Pouco conhecido fora da universidade, Porchat era antes de tudo um intelectual querido. Aqueles que fizeram contato com sua obra ou com a pessoa humilde e discreta por detrás dela acabavam desenvolvendo afeição por ambas e, embora tenha tido vários adversários ao longo de sua carreira (sobretudo entre seus próprios discípulos), Porchat jamais criou inimigos; mesmo seus objetores lhes prestavam muito respeito. Por sinal, o primeiro livro publicado em sua homenagem, O filósofo e sua história, reunia não só artigos que analisavam sua obra e o peso delas na filosofia brasileira como também artigos com críticas minuciosas aos seus textos que foram nitidamente consideradas por ele na evolução de sua obra.

De professor de latim à especialista na obra de Aristóteles, de tomista fervoroso a continuador do ceticismo de Sexto Empírico, Porchat passou por diversas fases em seu pensamento, sempre agraciando a universidade com textos lúcidos e belos os quais explicavam exatamente os motivos de suas mudanças.
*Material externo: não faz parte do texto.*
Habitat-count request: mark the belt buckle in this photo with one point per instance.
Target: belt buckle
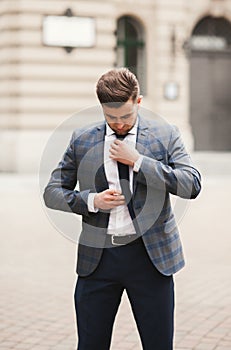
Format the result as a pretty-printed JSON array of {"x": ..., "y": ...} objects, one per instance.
[{"x": 114, "y": 243}]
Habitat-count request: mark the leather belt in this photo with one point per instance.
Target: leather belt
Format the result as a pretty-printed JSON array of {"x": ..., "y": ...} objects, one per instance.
[{"x": 120, "y": 240}]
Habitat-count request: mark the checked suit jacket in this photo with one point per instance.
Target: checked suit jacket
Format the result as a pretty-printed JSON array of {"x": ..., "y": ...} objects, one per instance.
[{"x": 166, "y": 169}]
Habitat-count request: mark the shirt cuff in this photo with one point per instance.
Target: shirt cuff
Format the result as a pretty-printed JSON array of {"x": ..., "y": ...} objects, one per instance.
[
  {"x": 137, "y": 164},
  {"x": 90, "y": 203}
]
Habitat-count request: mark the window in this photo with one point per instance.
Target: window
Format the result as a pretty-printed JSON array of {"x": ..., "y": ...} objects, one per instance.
[{"x": 131, "y": 48}]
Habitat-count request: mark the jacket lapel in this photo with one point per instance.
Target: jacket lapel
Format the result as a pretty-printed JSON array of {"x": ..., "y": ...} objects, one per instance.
[{"x": 101, "y": 182}]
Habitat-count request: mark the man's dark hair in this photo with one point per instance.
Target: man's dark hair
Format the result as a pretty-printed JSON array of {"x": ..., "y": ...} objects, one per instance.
[{"x": 117, "y": 86}]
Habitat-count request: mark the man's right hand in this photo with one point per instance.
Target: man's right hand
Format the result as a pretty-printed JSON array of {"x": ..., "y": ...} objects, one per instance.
[{"x": 108, "y": 199}]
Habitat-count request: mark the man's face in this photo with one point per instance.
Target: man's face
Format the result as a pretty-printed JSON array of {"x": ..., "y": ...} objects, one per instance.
[{"x": 122, "y": 119}]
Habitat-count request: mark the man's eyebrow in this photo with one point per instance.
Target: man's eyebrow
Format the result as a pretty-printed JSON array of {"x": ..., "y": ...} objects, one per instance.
[{"x": 121, "y": 116}]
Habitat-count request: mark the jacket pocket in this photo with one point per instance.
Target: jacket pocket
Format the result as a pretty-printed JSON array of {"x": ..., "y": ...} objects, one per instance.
[{"x": 170, "y": 225}]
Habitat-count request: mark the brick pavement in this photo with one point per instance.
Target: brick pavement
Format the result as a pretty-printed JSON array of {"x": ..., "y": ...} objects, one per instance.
[{"x": 37, "y": 275}]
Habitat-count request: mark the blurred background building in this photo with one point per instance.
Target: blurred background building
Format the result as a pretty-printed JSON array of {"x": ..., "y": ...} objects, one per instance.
[{"x": 180, "y": 51}]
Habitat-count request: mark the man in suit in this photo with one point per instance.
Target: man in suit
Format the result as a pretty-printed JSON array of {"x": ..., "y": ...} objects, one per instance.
[{"x": 126, "y": 168}]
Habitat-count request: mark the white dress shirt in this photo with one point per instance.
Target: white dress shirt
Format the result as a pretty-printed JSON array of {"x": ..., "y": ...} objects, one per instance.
[{"x": 120, "y": 222}]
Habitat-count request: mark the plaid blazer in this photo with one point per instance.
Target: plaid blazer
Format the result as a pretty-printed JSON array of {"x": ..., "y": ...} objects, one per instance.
[{"x": 166, "y": 169}]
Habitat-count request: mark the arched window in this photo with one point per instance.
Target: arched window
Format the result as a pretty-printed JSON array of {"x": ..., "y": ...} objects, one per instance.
[
  {"x": 131, "y": 48},
  {"x": 212, "y": 34}
]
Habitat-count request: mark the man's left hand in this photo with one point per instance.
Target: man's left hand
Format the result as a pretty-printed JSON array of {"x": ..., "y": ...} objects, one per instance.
[{"x": 123, "y": 152}]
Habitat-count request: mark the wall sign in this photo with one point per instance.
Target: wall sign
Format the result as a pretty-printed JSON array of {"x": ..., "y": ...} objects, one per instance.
[{"x": 69, "y": 31}]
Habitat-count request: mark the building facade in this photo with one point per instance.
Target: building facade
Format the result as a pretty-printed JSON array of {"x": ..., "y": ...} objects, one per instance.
[{"x": 170, "y": 44}]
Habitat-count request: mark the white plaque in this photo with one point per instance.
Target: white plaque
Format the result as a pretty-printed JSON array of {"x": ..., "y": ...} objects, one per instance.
[{"x": 67, "y": 31}]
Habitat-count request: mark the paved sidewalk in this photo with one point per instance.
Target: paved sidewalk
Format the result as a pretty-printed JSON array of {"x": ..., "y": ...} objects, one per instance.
[{"x": 37, "y": 273}]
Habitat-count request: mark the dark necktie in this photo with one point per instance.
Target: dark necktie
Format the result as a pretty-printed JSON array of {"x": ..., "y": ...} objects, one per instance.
[{"x": 124, "y": 183}]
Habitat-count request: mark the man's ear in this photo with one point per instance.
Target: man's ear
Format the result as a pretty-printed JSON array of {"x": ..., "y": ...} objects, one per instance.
[{"x": 139, "y": 99}]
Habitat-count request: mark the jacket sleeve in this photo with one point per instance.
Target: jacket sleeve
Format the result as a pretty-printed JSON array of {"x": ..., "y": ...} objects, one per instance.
[
  {"x": 61, "y": 192},
  {"x": 176, "y": 176}
]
Tratava-se de um intelectual brilhante de uma enorme importância para a filosofia brasileira tanto pelos pensadores que formou, quanto por suas teses originais e por sua importância como fomentador de um debate nacional na área.

Para quem quiser conhecê-lo com mais profundidade ou saber das especificidades de sua obra ou biografia, há locais melhores nesse sentido que este blogue (como o site da revista Sképsis ou mesmo o clássico Rumo ao ceticismo), porém, diante de sua morte, eu gostaria de lhe fazer minha própria homenagem precisando sua influência em minha formação.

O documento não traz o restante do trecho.